Transthyretin (TTR) is a homotetrameric protein predominantly produced in the liver and choroid plexus, with a β-sheet-rich structure forming a central channel for thyroxine and retinol-binding protein transport. Each monomer has 127 amino acids with a core β-barrel domain. TTR amyloidosis arises from destabilization of the tetramer, leading to monomer dissociation, misfolding, and aggregation into amyloid fibrils. Over 140 pathogenic TTR mutations (e.g., V30M, V122I) increase amyloidogenic propensity, causing familial amyloid polyneuropathy (FAP) and familial amyloid cardiomyopathy (FAC), while wild-type TTR aggregates cause senile systemic amyloidosis. TTR stability is regulated by small molecule binding (e.g., tafamidis, diflunisal), post-translational modifications, and proteolysis. Evidence from genetic, biochemical, and clinical studies supports a direct pathogenic role; TTR deposits are diagnostic for TTR amyloidosis. Therapeutics include kinetic stabilizers, gene silencers (e.g., patisiran, inotersen), and fibril disruptors. TTR levels and mutations are established biomarkers. (Entrez: 7276 [human], 24856 [mouse]; KEGG: 7276, 24856; UniProt: P02766 [human], P02767 [mouse]).

Beta-2-Microglobulin (B2M)

Beta-2-Microglobulin (B2M) is a 99-residue, β-sandwich structured protein forming the light chain of MHC class I molecules. It is freely filtered by the kidney and catabolized in the proximal tubule.

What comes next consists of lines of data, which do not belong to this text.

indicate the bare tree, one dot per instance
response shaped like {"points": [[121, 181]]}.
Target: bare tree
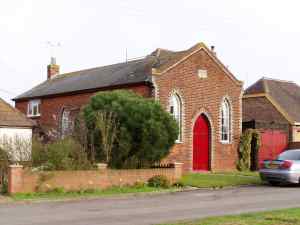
{"points": [[106, 123]]}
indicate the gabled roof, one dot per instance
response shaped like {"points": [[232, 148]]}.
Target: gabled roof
{"points": [[284, 95], [11, 117], [113, 75], [125, 73]]}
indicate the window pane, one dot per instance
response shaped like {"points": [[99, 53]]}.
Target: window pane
{"points": [[175, 110], [225, 120]]}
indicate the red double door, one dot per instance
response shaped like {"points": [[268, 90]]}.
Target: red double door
{"points": [[201, 142]]}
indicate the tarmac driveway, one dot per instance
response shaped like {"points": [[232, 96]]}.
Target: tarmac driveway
{"points": [[154, 209]]}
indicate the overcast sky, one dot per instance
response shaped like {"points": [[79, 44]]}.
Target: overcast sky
{"points": [[254, 38]]}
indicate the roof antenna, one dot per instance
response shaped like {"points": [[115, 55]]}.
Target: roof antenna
{"points": [[53, 46]]}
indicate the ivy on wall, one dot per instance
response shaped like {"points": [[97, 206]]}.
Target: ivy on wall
{"points": [[248, 150]]}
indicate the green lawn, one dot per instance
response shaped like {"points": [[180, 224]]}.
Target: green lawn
{"points": [[219, 180], [280, 217], [61, 194]]}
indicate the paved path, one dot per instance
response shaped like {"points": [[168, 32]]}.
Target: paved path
{"points": [[145, 210]]}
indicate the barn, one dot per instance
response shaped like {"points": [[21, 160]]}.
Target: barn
{"points": [[15, 132], [273, 107]]}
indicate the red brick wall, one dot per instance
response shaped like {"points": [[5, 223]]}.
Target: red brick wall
{"points": [[260, 109], [25, 180], [51, 107], [202, 95]]}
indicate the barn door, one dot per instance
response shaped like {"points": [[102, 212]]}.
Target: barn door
{"points": [[273, 142], [201, 143]]}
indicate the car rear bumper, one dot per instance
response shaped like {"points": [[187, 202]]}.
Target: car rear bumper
{"points": [[279, 176]]}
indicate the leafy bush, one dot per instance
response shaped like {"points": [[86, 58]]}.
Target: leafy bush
{"points": [[145, 131], [64, 154], [4, 163], [159, 181]]}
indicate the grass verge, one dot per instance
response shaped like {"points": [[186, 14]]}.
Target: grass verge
{"points": [[278, 217], [58, 193], [219, 180]]}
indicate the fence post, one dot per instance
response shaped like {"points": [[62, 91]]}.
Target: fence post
{"points": [[15, 179], [178, 170]]}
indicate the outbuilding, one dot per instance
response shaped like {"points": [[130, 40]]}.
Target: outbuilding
{"points": [[15, 132]]}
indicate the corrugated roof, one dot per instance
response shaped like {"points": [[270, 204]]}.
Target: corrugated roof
{"points": [[100, 77], [131, 72], [11, 117], [285, 93]]}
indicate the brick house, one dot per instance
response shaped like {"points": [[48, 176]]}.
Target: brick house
{"points": [[15, 132], [273, 107], [193, 85]]}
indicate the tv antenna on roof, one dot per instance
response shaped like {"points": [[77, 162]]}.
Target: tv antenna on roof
{"points": [[53, 46]]}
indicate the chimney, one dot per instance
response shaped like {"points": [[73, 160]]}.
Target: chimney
{"points": [[52, 69], [212, 49]]}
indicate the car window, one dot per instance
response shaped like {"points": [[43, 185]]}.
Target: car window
{"points": [[289, 155]]}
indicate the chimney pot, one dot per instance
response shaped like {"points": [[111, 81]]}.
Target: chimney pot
{"points": [[52, 69], [212, 48]]}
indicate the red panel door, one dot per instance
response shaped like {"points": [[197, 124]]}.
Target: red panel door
{"points": [[201, 144], [273, 142]]}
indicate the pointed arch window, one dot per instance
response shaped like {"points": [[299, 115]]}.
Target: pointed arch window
{"points": [[225, 121], [176, 111], [65, 123]]}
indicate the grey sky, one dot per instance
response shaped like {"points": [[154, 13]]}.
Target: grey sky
{"points": [[254, 38]]}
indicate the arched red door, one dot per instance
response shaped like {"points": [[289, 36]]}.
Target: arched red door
{"points": [[201, 136]]}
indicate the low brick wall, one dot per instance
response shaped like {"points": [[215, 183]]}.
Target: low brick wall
{"points": [[22, 180], [294, 145]]}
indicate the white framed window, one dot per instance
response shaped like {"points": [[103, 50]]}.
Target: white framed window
{"points": [[176, 111], [65, 123], [34, 108], [225, 121], [202, 73]]}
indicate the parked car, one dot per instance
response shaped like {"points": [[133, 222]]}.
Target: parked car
{"points": [[285, 169]]}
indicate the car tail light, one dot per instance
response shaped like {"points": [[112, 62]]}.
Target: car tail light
{"points": [[286, 164], [262, 165]]}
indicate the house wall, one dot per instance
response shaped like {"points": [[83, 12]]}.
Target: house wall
{"points": [[51, 108], [295, 133], [17, 141], [202, 96]]}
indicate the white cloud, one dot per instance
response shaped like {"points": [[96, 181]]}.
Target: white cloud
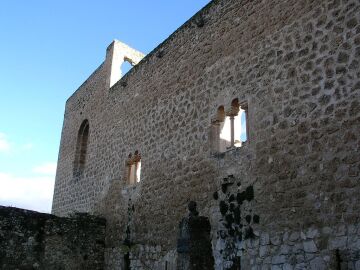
{"points": [[34, 193], [4, 143], [48, 168], [28, 146]]}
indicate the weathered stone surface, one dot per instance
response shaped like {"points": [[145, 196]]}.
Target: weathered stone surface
{"points": [[32, 240], [294, 65]]}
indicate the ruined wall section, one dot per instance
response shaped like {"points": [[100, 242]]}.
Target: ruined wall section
{"points": [[296, 65], [172, 105], [32, 240], [70, 194]]}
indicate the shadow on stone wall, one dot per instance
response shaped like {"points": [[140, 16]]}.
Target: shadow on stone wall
{"points": [[32, 240]]}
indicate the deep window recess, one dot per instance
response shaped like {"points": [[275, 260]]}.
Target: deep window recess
{"points": [[81, 149], [229, 128], [133, 165]]}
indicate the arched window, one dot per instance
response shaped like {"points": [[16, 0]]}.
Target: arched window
{"points": [[81, 149]]}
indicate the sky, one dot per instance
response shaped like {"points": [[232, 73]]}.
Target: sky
{"points": [[47, 49]]}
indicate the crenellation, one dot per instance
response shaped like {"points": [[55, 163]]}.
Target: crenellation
{"points": [[283, 198]]}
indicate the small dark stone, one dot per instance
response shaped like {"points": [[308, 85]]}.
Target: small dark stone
{"points": [[351, 23], [229, 219], [223, 207], [343, 57], [249, 233], [256, 219], [199, 21]]}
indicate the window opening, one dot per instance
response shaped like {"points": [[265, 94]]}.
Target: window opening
{"points": [[81, 148], [229, 129], [125, 67], [133, 165]]}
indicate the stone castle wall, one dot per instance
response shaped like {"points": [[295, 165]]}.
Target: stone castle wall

In patients with chronic renal failure on long-term hemodialysis, B2M accumulates in plasma, leading to its misfolding and aggregation into amyloid fibrils, particularly in osteoarticular tissues (dialysis-related amyloidosis, DRA). The molecular mechanism involves conformational destabilization at acidic pH and post-translational modifications (e.g., truncation, oxidation). B2M amyloid binds to collagen and glycosaminoglycans, facilitating tissue deposition. Clinical and histopathological studies confirm its direct role as the amyloidogenic protein in DRA. B2M levels serve as a biomarker for DRA risk. Therapeutic approaches focus on high-flux dialysis, β2-microglobulin adsorption, and stabilization strategies. (Entrez: 567; KEGG: 567; UniProt: P61769).

Leukocyte Cell Derived Chemotaxin 2 (LECT2)

Leukocyte Cell Derived Chemotaxin 2 (LECT2) is a 16-kDa secreted protein with a β-sheet-rich fold, produced mainly in the liver. LECT2 amyloidosis (ALECT2) is a recently recognized form of systemic amyloidosis, most commonly affecting the kidney and liver. The precise molecular mechanism is not fully elucidated, but LECT2 aggregation is thought to involve conformational instability and aberrant proteolytic processing. No pathogenic mutations have been consistently identified, suggesting that overproduction or impaired clearance may contribute. LECT2 amyloid deposits are Congo red positive and immunoreactive for LECT2. Clinical evidence supports a direct pathogenic role, with LECT2 immunohistochemistry serving as a diagnostic marker. There are currently no targeted therapies; management is supportive. (Entrez: 3950; KEGG: 3950; UniProt: O14960).